Strung Out

Guitar shows and sci-fi conventions always bring out a special type of person. One wouldn't think guitars could be lumped in with tri-corders, but the difference between a sci-fi convention and a guitar show is not as great as you might think. The genetic pool that created the person wearing the "I grok Spock" T-shirt is not that far removed from the one that spawned the person wearing the one reading "I (heart) Floyd Rose tremolos."

The guitar is an instrument of individual personal expression, versatile and open to limitless style variations, but gatherings such as Dallas' Greater Southwest Guitar Show bring out a select audience that usually falls within one of a few different categories. (We won't even mention bass players because, well, no one ever does, do they?)

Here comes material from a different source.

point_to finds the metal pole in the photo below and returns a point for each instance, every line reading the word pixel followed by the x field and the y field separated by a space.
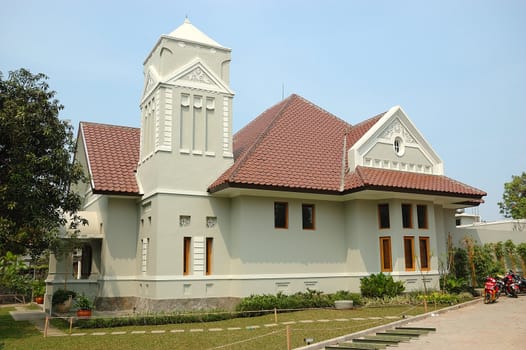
pixel 46 324
pixel 289 346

First are the working musicians. They've done everything they can to leave behind their nerd past by drowning it in amplifier volume and substance abuse. These are the kinds of players who get more beer on their instruments than they do in their mouths and who leave their guitars under piles of dirty laundry when not in use. You'll see fewer of these types at a guitar show because they have no money and can't be bothered getting out of bed before 6 p.m.

The second types are the "collectors." They can actually buy the instruments on display at the show but don't have the skills to play any of them because Mommy didn't like noise. They have no skill at playing the instrument but do have an encyclopedic storing of trivial knowledge they'll use to annoy you with absolutely no prompting. These types have made no effort to change their geeky ways and miraculously have reached adulthood with no social skills whatsoever.

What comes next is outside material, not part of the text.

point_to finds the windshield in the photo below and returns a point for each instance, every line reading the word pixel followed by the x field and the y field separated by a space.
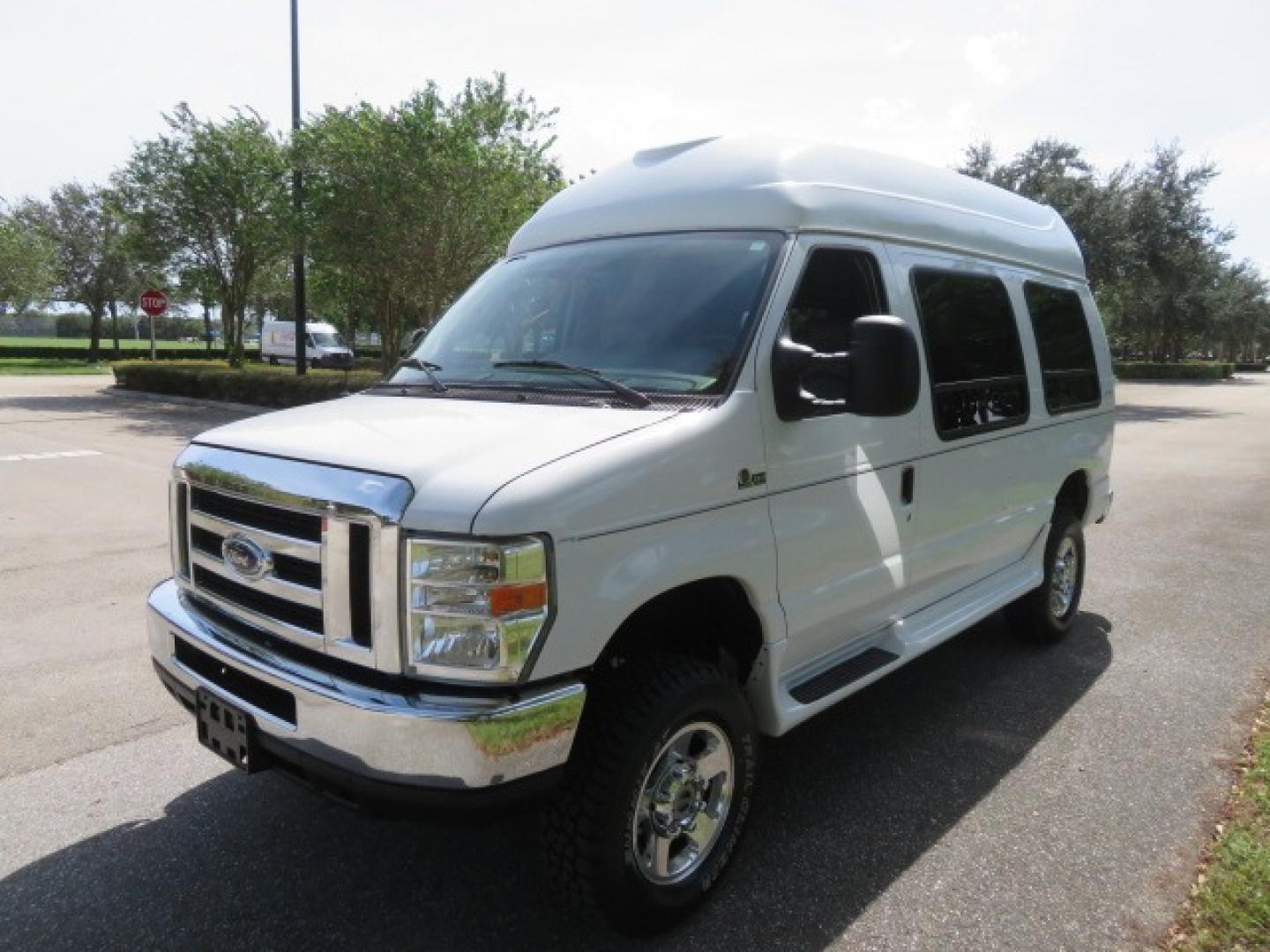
pixel 660 312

The third types are the "shredders." These were the folks hanging out in the smoking area of any high school across America. They spent time making fun of nerds but were woefully unaware that their outsider status was really just geekiness thinly disguised by denim jackets covered with classic-rock patches. They think engaging conversation is discussing Yngwie Malmsteen and his use of the G harmonic minor scale or the pros and cons of a scalloped fret board. The members of this group have at least one thing going for them--they have a real job, probably at a guitar store. They must, because the alternative is achieving some sort of success playing music, and this is Dallas, remember, so that's not very likely.

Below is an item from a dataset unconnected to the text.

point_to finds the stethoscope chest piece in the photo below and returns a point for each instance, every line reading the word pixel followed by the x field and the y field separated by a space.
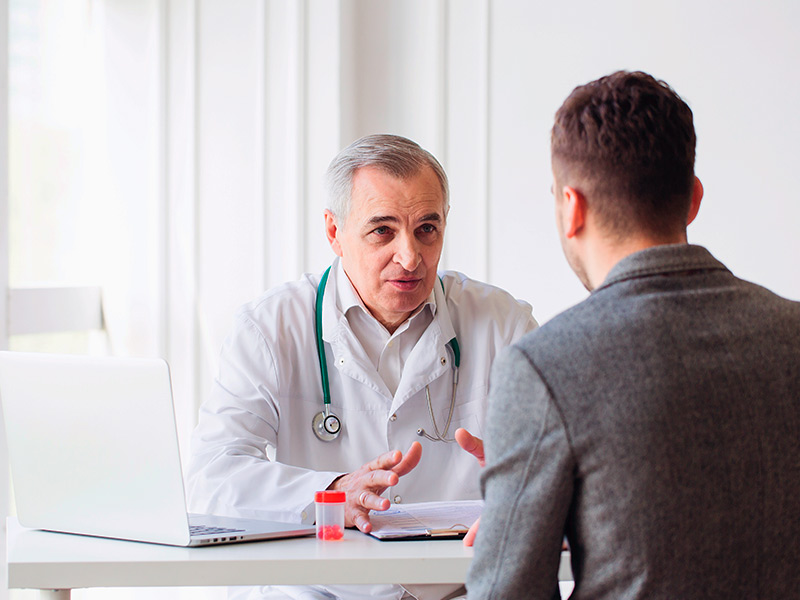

The Greater Southwest Guitar Show with its ample supply of rare, vintage, or new amplifiers, basses, banjos, and mandolins and featuring performances by Eric Johnson and Alien Love Child, Phil Keaggy, The Stratoblasters, Andy Timmons, Maylee Thomas, Holland K. Smith, and the Diggs is Mecca for people in all three categories--and, um, for me, too. You see, I've been looking for this vintage 1973 Taurus Moog pedal board, and...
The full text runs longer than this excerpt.